Intorno al 10 marzo il prezzo del gas ha raggiunto i 200 dollari per megavattora, mentre quello del petrolio brent era l’11 marzo a 112 dollari al barile e anche i prezzi del carbone sono aumentati moltissimo. Anche se nei giorni successivi c’è stato qualche ripiegamento dei valori, in concomitanza a qualche spiraglio che sembra aprirsi al tavolo delle trattative tra i due contendenti. Tra l’altro si vanno fermando in Europa fonderie, acciaierie ed altre imprese in settori energivori. Ricordiamo, come aggravante, che l’euro si va indebolendo contro il dollaro e che quindi i prezzi, che sono normalmente espressi in dollari, alla fine risulteranno nei paesi dell’euro ulteriormente in salita. Più in generale dalla crisi l’euro dovrebbe uscire indebolito, mentre si rinforzerà il dollaro, come sempre quando si manifesta qualche sciagura.

I prossimi aumenti dei tassi di interesse negli Stati Uniti dovrebbero avere presumibilmente l’effetto di portare ad un calo nelle quotazioni delle Borse, alimentate a suo tempo dal denaro facile. Ma si teme e a ragione soprattutto per quelle europee, che hanno già preso una china pericolosa.  In tale situazione, quanto potrà resistere la BCE nel tenere i tassi di interesse fermi? Ad un certo punto, come afferma qualcuno, le banche centrali, che vedono  fortemente complicato il loro compito di gestire con una certa tranquillità la fuoriuscita dalle conseguenze del Covid, potrebbero preferire la scelta di causare una recessione piuttosto che perdere la battaglia contro l’inflazione. 

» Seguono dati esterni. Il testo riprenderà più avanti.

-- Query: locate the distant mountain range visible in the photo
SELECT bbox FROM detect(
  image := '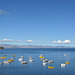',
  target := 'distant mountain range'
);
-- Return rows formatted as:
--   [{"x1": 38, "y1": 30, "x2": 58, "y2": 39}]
[{"x1": 0, "y1": 44, "x2": 75, "y2": 48}]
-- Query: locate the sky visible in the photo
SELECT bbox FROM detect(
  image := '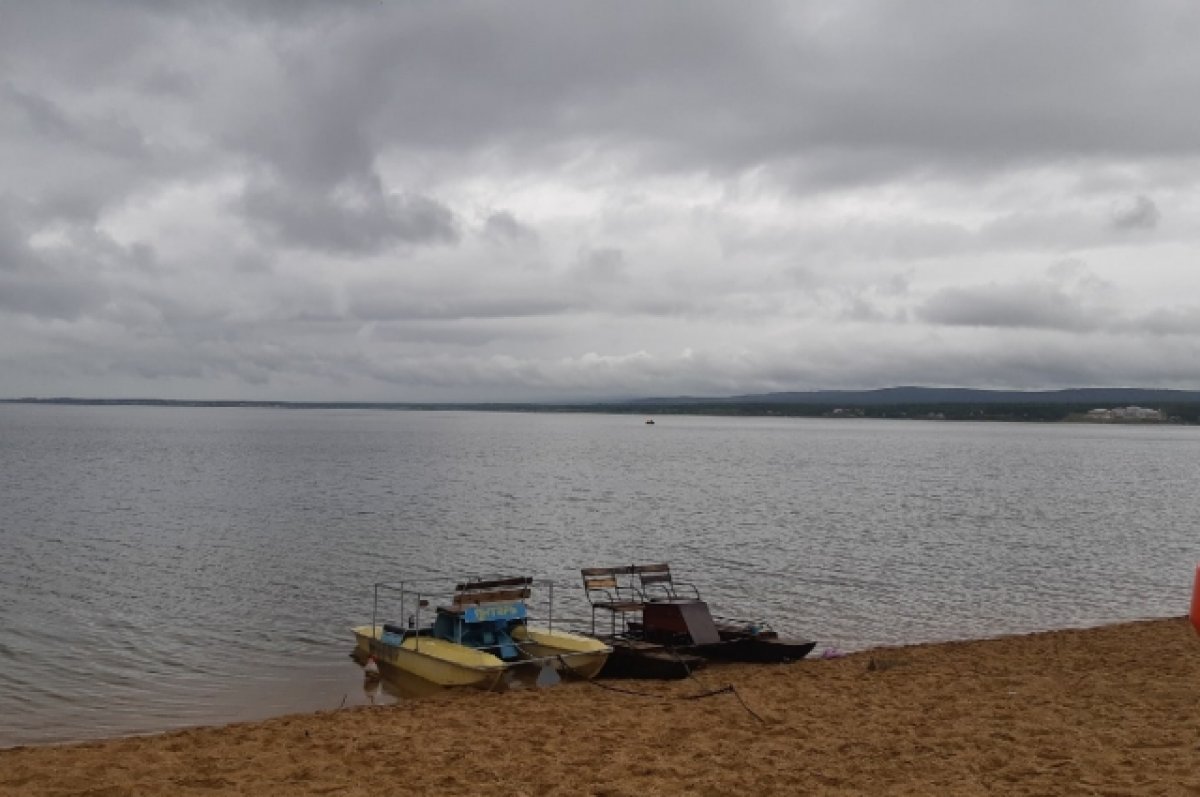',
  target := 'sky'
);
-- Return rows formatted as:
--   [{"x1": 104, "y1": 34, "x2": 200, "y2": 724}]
[{"x1": 0, "y1": 0, "x2": 1200, "y2": 402}]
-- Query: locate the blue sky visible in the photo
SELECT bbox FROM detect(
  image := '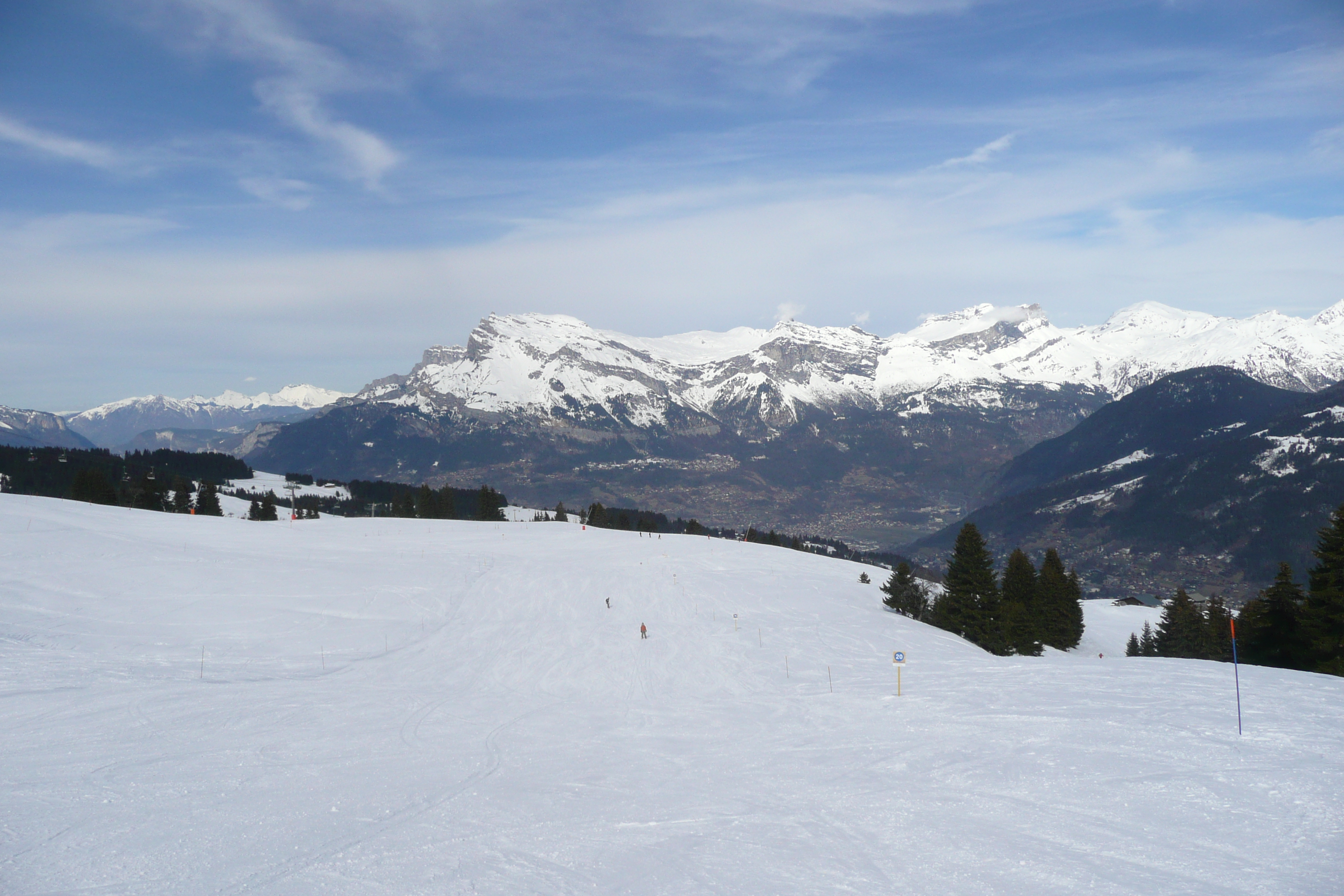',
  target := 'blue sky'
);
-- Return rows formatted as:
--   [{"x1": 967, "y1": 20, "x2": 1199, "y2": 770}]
[{"x1": 0, "y1": 0, "x2": 1344, "y2": 410}]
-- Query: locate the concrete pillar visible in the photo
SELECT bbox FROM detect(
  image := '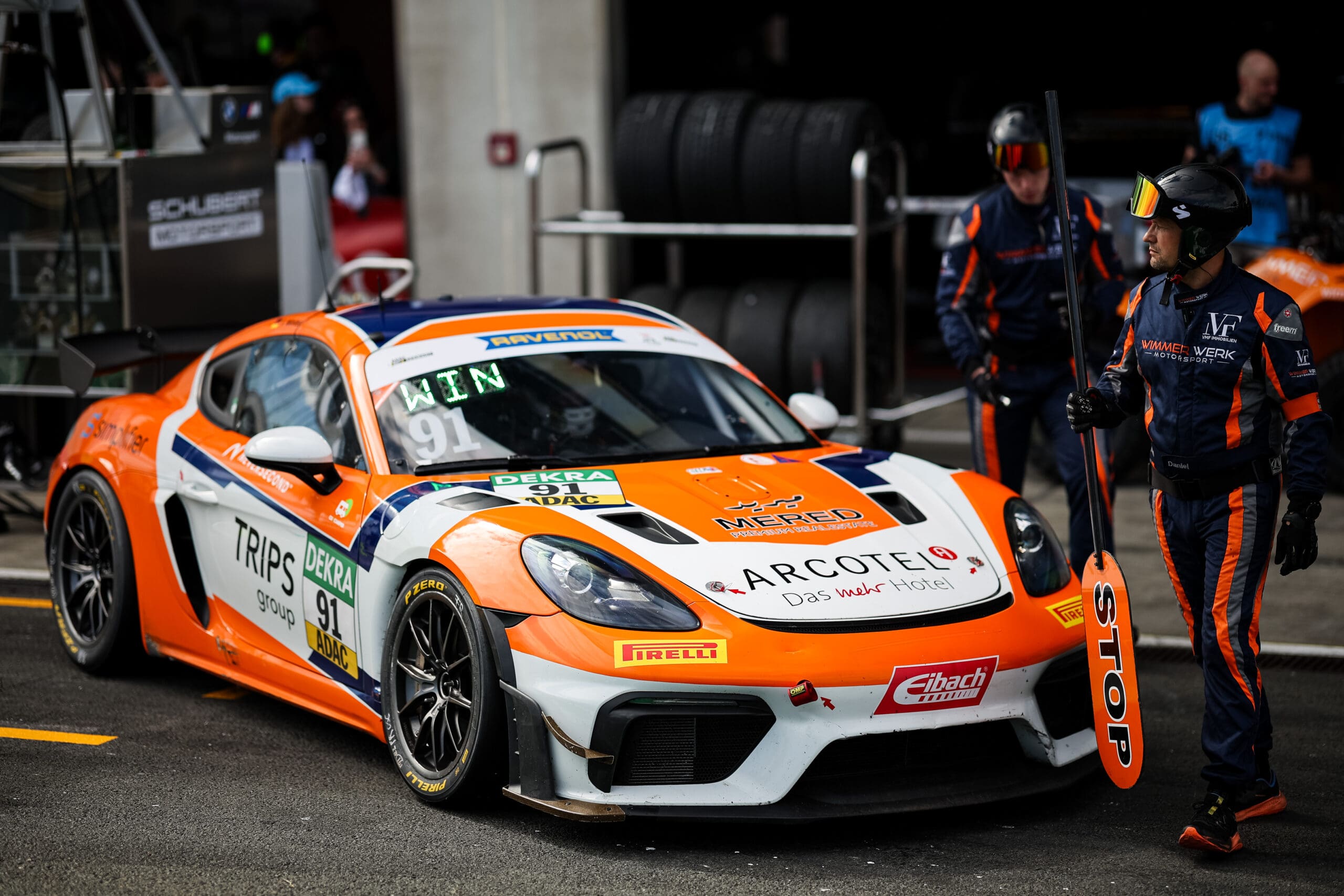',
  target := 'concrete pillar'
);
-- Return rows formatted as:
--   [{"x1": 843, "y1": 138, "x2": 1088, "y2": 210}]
[{"x1": 396, "y1": 0, "x2": 612, "y2": 296}]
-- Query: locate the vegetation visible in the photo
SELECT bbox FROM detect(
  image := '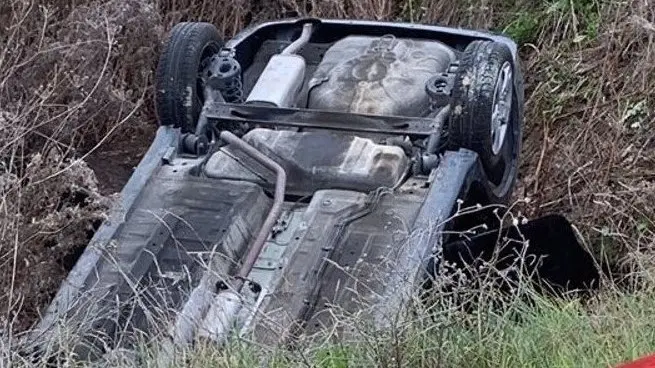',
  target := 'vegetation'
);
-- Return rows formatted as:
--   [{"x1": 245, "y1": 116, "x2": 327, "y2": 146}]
[{"x1": 0, "y1": 0, "x2": 655, "y2": 367}]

Ci si può così chiedere se ne seguirà anche una forte caduta dell’economia. Molto dipenderà dalla durata della guerra e dai risvolti economici e politici della stessa. In ogni caso per il 2022 si può prevedere come minimo una forte riduzione dei tassi di crescita, se non una vera e propria recessione in Occidente, in particolare in Europa, recessione che appare sempre più probabile man mano che passano i giorni e i complessi fili che legano tra di loro tutte le economie si dipanano. In ogni caso gli Stati Uniti sembrano più protetti con il loro isolamento geografico, l’abbondanza delle risorse energetiche, il relativamente basso livello di scambi commerciali con il resto del mondo. Molto più gravi i problemi in Europa.

Si levano così voci pessimistiche. Il capo della Volkswagen, Herbert Diess, il 9 marzo, in una sua dichiarazione, ha avvisato che una guerra prolungata in Ucraina avrebbe conseguenze molto peggiori sull’economia europea rispetto a quelle portate dal coronavirus. L’interruzione nelle catene di fornitura globali potrebbe per lui avere come conseguenza forti incrementi di prezzi, scarsità di energia e inflazione elevata.

Ancora più pessimista Martin Wolf del Financial Times, che scrive come la combinazione del conflitto, degli shock nelle catene di fornitura e degli alti livelli di inflazione, appare inevitabilmente destabilizzante e conduce presumibilmente ad una crisi economica.  

A scorrere anche un solo numero de Il Sole 24 Ore, quello del 13 marzo, si possono leggere molti titoli allarmati: “Aziende senza materie prime”, “Allevamenti ko”, “Ghisa, poche alternative per uscire dallo stallo”, “Il distretto di Sassuolo senza argilla da piastrelle”, “Il record del grano gela le produzioni alimentari”, “Stangata sui costi di produzione, l’industria italiana va in panne”.  

Cosa succederà infine ai salari? Nel 2021 in tutti i paesi del G-7 essi sono rimasti indietro rispetto all’inflazione ed anche di molto, mentre molti “esperti” economici, a cominciare dal governatore della Banca d’Inghilterra, chiedono moderazione ai sindacati, ma non fanno lo stesso con le imprese.  Una situazione molto complicata e dagli esiti imprevedibili.